Venezia 72 - La Calle de la Amargura


In questo Festival si sta nuovamente compiendo un giro attorno al mondo dei luoghi più tristi e desolati. A una Istanbul degradata, a una Roma di periferia, a un Tibet di baracche e a una Caracas di strada, si può ora aggiungere anche un Messico e la sua viuzza dell'amarezza.
Qui si muovono i protagonisti desolanti già fisicamente: due prostitute ormai anziane che non riescono a richiamare i clienti, e una coppia di gemelli affetti da nanismo, famosi wrestler.
Il loro destino si incrocia nella notte della vittoria di quest'ultimi in un incontro, e la richiesta di spassarsela insieme in un hotel a ore.
Prima di arrivare al loro incontro, però, li seguiamo in una giornata non certo positiva: le due donne devono reinventarsi, la prima lo fa mandando la madre ormai inferma e demente, a mendicare, la seconda cercando di accettare quel marito che ha scoperto essere gay. Mentre i nani litigano con moglie e famiglia, con un ambiente che li vede più come barzellette che come veri campioni, le due si fermano a comprare un liquido per gli occhi che già in passato le ha aiutate a stordire i loro clienti il tempo necessario per derubarli e fuggire: il loro piano è questo anche per la sera, rifarsi di giornate amare, di una vita che non sembra più avere gusto.
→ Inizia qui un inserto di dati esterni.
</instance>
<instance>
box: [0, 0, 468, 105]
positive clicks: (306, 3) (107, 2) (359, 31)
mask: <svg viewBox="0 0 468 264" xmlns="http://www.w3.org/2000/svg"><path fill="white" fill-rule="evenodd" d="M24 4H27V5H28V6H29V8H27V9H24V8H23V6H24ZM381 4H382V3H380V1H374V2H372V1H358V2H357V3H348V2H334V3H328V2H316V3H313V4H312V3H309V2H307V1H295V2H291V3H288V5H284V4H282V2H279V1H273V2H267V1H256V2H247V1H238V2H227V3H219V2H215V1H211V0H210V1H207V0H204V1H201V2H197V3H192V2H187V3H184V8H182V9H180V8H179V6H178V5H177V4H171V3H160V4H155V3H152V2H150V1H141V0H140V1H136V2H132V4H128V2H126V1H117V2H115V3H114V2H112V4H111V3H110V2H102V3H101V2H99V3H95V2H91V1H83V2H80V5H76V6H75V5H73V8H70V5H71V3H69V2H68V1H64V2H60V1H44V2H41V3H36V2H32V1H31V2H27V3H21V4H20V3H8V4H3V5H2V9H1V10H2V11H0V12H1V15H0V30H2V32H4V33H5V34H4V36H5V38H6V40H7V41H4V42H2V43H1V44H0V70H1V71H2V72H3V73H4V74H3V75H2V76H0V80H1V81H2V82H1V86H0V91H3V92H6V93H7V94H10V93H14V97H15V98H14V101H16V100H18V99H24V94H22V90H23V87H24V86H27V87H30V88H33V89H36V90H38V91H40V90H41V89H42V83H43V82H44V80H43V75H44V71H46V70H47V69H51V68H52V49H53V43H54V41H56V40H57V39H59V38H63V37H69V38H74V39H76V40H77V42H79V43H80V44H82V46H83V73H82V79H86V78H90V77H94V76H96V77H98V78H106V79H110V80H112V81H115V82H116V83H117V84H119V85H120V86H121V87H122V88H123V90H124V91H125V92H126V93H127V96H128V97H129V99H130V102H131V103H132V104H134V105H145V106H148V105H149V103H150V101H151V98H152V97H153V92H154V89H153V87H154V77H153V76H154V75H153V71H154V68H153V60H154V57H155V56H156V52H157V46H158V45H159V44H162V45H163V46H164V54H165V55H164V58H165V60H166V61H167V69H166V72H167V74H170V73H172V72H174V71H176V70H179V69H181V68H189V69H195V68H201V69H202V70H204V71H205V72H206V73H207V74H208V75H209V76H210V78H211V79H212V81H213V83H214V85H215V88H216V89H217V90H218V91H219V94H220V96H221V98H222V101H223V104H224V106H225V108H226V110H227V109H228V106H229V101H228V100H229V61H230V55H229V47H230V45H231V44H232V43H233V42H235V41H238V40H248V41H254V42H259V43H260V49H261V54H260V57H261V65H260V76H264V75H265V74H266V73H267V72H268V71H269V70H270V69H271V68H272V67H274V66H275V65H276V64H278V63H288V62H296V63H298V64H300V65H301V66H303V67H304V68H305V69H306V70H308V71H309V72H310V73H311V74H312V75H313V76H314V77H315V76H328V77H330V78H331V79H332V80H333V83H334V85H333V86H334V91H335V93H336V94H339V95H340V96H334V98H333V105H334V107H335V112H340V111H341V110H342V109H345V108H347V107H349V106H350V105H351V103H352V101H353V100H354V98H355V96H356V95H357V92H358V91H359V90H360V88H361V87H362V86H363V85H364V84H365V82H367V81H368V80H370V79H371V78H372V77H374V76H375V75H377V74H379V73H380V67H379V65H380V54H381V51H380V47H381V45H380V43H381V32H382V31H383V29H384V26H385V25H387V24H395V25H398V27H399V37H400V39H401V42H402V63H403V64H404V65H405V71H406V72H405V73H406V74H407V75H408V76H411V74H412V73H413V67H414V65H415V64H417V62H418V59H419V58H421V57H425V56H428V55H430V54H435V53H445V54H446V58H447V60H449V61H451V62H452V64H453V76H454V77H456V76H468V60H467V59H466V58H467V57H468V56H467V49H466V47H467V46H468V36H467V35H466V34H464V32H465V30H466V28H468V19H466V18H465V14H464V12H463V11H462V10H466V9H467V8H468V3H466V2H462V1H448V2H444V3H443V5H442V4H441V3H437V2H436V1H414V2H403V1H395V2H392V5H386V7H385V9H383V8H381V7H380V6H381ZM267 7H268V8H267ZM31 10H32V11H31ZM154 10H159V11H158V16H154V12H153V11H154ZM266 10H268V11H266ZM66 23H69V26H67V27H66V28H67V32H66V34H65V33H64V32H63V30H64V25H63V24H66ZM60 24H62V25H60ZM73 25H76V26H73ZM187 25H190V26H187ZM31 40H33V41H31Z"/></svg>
Qualcosa però andrà storto, la dose eccessiva, o la dose non adatta al fisico minuto degli uomini, li ucciderà, e loro saranno ricercate e indagate dalla polizia.
Arturo Ripstein mostra il suo Messico degradato e degradante, sporco e marcio, come la vita dei suoi protagonisti, alla ricerca di un riscatto che per nessuno di loro sarà possibile. Girato in un bianco e nero che fa sentire se possibile ancor più lo sporco e la tristezza di questa Calle, quella che poteva essere una commedia nera, è in realtà un dramma che pesa qua e là, il cui ritmo si dilata troppo, appesantendolo.
Un fuori concorso che vive del nome di un regista mito del suo Paese, ma che qui da noi diventa piuttosto evitabile.